Multi - Strategy has beaten the bench - mark consistently
The multi-Strategy can yield moderate return over a period of 3 to 5 years. This is apt for investors who do not like to see much “draw-down” in their portfolio. The strategy is likely to steadily grow and perform better on longer durations of more than 3-5 years.
Key-holdings in the Multi-Strategy are listed.
This strategy aims at investing and holding largely high growth stocks without any sector bias in all types of securities in the mid-cap & large-cap category for a long term, to generate superior returns.
EquiGrow - Strategy has beaten the bench - mark consistently
EquiGrow strategy aims for better returns than Multi-Strategy but during bearish cycles the draw-down can be more than that of the Multi-Strategy as it is higher on the risk-return spectrum. This is apt for an investor who is ready to take moderate risk and aim for better return.
It is the latest offering from PL-PMS and it emphases on long term opportunities for wealth creation. Holdings in this strategy range across sectors but are largely hovering around the themes of consumption and strong brand franchises. This strategy is looking to buy businesses either in their early growth phase or those that are expected to turnaround due to favourable business environment. This strategy also considers strong businesses that are encountering temporary slowdown (i.e. Good business facing temporary turbulence). Strong managements, promising growth opportunities and clean Balance sheets are some of the other traits that are looked into while selecting a stock. The entire focus in this scheme is to leverage PL years of understanding on various small cap companies and also use the domain expertise of PL strong bench of Research Analysts. This helps in better filters and also enhances the chances of entering a stock in its early stages of growth.

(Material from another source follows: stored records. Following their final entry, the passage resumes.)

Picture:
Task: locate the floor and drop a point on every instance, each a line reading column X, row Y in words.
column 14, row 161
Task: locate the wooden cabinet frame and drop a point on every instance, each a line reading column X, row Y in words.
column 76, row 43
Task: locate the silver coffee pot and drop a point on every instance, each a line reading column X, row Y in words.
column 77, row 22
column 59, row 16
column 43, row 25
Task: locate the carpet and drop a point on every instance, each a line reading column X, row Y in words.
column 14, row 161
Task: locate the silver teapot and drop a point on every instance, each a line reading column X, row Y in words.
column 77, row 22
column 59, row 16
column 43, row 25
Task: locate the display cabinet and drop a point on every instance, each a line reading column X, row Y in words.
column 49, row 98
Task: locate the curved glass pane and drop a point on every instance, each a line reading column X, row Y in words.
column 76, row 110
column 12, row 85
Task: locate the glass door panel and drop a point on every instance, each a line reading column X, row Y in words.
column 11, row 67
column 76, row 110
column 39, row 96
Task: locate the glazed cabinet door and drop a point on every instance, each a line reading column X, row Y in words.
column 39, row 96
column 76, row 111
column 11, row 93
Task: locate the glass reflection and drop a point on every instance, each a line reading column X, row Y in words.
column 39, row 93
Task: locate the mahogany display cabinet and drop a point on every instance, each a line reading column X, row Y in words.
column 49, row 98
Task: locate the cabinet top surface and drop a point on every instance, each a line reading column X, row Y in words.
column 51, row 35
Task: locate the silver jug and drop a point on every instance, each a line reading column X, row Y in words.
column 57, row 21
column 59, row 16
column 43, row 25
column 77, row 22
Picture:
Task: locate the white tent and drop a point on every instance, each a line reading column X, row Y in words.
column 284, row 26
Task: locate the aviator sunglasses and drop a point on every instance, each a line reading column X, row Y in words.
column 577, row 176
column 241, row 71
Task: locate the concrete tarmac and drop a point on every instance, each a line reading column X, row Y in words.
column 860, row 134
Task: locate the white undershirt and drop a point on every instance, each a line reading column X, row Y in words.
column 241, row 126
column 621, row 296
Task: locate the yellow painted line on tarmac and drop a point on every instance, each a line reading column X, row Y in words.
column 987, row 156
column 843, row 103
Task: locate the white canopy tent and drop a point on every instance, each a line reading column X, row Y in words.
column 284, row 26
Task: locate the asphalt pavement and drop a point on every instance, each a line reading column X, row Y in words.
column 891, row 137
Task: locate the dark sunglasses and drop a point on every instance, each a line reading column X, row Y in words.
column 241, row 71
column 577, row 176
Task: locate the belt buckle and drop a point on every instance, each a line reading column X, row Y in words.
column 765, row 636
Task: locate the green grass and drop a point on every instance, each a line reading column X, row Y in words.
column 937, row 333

Fortune- Strategy is less than one year since launch
Key holdings in Fortune-Strategy are listed
Patient investors who can await for the re-ratings/turn-around/new-ideas to get recognized, with 3 to 5 years time horizon can invest in this Strategy. The investment caters to 14 different ideas (Shift from un-organized to organized players, Capacity utilization improvement, Good Businesses facing temporary head-winds, Suppliers to consumer franchisees etc.) These ideas are expected to yield higher returns than other strategies over the medium to long term.
The sector-diversification is optimum; however the numbers of stocks are restricted to less than 25 stocks at any given time as per the process laid-down by the PL-PMS team.
Fortune Strategy launched on 20-July-2017 has just completed one-year. Though the strategy has broadly performed in-line with its benchmark the fundamental parameters are intact with holdings with solid balance sheets, negligible debt or net cash on balance sheets, expected pick-up in strong earnings growth over the medium term. PL-PMS opines that re-rating is likely to occur anytime and investors with an investment horizon of 3 or more years will be rewarded suitably. The PMS-bazaar research team critically analyzed the holdings and opines that the underlying stocks are likely to become multi-baggers.
Fortune (Small cap) Strategy is suitable for those looking at higher returns and having a higher risk appetite with an investment horizon of 3 to5 years.
Multi-Strategy is suitable for investors with lower risk appetite with minimal draw-downs. The Strategy is likely to grow steadily with consistency in returns.
Equigrow Strategy is higher on the risk-return spectrum vis-à-vis Multi Strategy with higher allocations towards midcaps.
If you align expectations with reality you will never be disappointed – Terrell Owens.